Now we define the two networks of GAN. We will create the generator and discriminator using a simple neural network structure.

        
import torch.nn as nn

# Define Generator Network
class Generator(nn.Module):
    def __init__(self):
        super(Generator, self).__init__()
        self.model = nn.Sequential(
            nn.Linear(100, 256),
            nn.ReLU(),
            nn.Linear(256, 512),
            nn.ReLU(),
            nn.Linear(512, 1024),
            nn.ReLU(),
            nn.Linear(1024, 28 * 28),
            nn.Tanh()
        )

    def forward(self, z):
        return self.model(z).view(-1, 1, 28, 28)

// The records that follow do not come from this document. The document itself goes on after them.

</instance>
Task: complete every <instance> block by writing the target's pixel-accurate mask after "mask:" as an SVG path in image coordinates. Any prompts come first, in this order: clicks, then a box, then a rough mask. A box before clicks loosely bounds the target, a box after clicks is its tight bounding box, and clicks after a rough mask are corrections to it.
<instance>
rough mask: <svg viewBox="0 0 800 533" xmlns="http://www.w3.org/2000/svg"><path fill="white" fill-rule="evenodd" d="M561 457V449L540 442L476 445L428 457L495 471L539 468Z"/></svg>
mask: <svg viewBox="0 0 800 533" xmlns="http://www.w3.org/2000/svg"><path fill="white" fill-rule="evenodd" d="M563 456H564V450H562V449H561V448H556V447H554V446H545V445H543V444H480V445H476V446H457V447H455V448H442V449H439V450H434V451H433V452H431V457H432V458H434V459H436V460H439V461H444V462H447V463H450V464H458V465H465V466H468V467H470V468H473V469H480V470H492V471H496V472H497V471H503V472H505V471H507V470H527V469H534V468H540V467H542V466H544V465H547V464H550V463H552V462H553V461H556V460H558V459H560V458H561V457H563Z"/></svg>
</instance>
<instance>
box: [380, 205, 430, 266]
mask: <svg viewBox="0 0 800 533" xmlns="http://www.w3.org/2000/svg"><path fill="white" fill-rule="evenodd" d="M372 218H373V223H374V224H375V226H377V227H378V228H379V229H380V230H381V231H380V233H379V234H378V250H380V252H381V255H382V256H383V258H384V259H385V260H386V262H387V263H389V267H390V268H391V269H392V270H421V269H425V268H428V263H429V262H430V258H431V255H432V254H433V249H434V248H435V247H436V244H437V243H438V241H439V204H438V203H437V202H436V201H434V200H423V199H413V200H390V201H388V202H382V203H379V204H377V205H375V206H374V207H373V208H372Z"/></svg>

# Define Discriminator Network
class Discriminator(nn.Module):
    def __init__(self):
        super(Discriminator, self).__init__()
        self.model = nn.Sequential(
            nn.Flatten(),
            nn.Linear(28 * 28, 512),
            nn.LeakyReLU(0.2),
            nn.Linear(512, 256),
            nn.LeakyReLU(0.2),
            nn.Linear(256, 1),
            nn.Sigmoid()
        )

    def forward(self, img):
        return self.model(img)
        
    

4.4 Setting Loss Function and Optimization Algorithm

The loss function used for both the generator and discriminator is binary cross-entropy loss. We adopt the Adam optimization algorithm.

        
import torch.optim as optim

# Define loss function and optimization algorithm
criterion = nn.BCELoss()
generator = Generator()
discriminator = Discriminator()
optimizer_G = optim.Adam(generator.parameters(), lr=0.0002, betas=(0.5, 0.999))
optimizer_D = optim.Adam(discriminator.parameters(), lr=0.0002, betas=(0.5, 0.999))
        
    

4.5 Implementing the Training Process

Training proceeds as follows:

        
import numpy as np

num_epochs = 50
for epoch in range(num_epochs):
    for i, (images, _) in enumerate(train_loader):
        batch_size = images.size(0)
        
        # Set real and fake labels
        real_labels = torch.ones(batch_size, 1)
        fake_labels = torch.zeros(batch_size, 1)

        # Train Discriminator
        outputs = discriminator(images)
        d_loss_real = criterion(outputs, real_labels)

        noise = torch.randn(batch_size, 100)
        fake_images = generator(noise)
        outputs = discriminator(fake_images.detach())
        d_loss_fake = criterion(outputs, fake_labels)

        d_loss = d_loss_real + d_loss_fake
        optimizer_D.zero_grad()
        d_loss.backward()
        optimizer_D.step()

        # Train Generator
        outputs = discriminator(fake_images)
        g_loss = criterion(outputs, real_labels)

        optimizer_G.zero_grad()
        g_loss.backward()
        optimizer_G.step()

        # Output training status
        if (i + 1) % 100 == 0:
            print(f'Epoch [{epoch + 1}/{num_epochs}], Step [{i + 1}/{len(train_loader)}], d_loss: {d_loss.item():.4f}, g_loss: {g_loss.item():.4f}')
        
    

4.6 Visualizing Generated Images

After training is complete, we visualize the images generated.

        
import matplotlib.pyplot as plt

def visualize_generator(num_images):
    noise = torch.randn(num_images, 100)
    with torch.no_grad():
        generated_images = generator(noise)

    plt.figure(figsize=(10, 10))
    for i in range(num_images):
        plt.subplot(5, 5, i + 1)
        plt.imshow(generated_images[i][0].cpu().numpy(), cmap='gray')
        plt.axis('off')
    plt.show()

visualize_generator(25)
        
    

5. Applications of GAN

GANs can be used in various fields beyond image generation. For example, they are employed in style transfer, image restoration, video generation, and have garnered significant attention in the field of artificial intelligence.
The development of GANs is revealing new possibilities through generative models.

6. Conclusion

In this tutorial, we learned the basics of implementing GANs using PyTorch and understood how GAN operates through actual code. GAN is a technology that will continue to evolve and holds great potential in various applications.
I recommend exploring various modified models based on GAN in the future.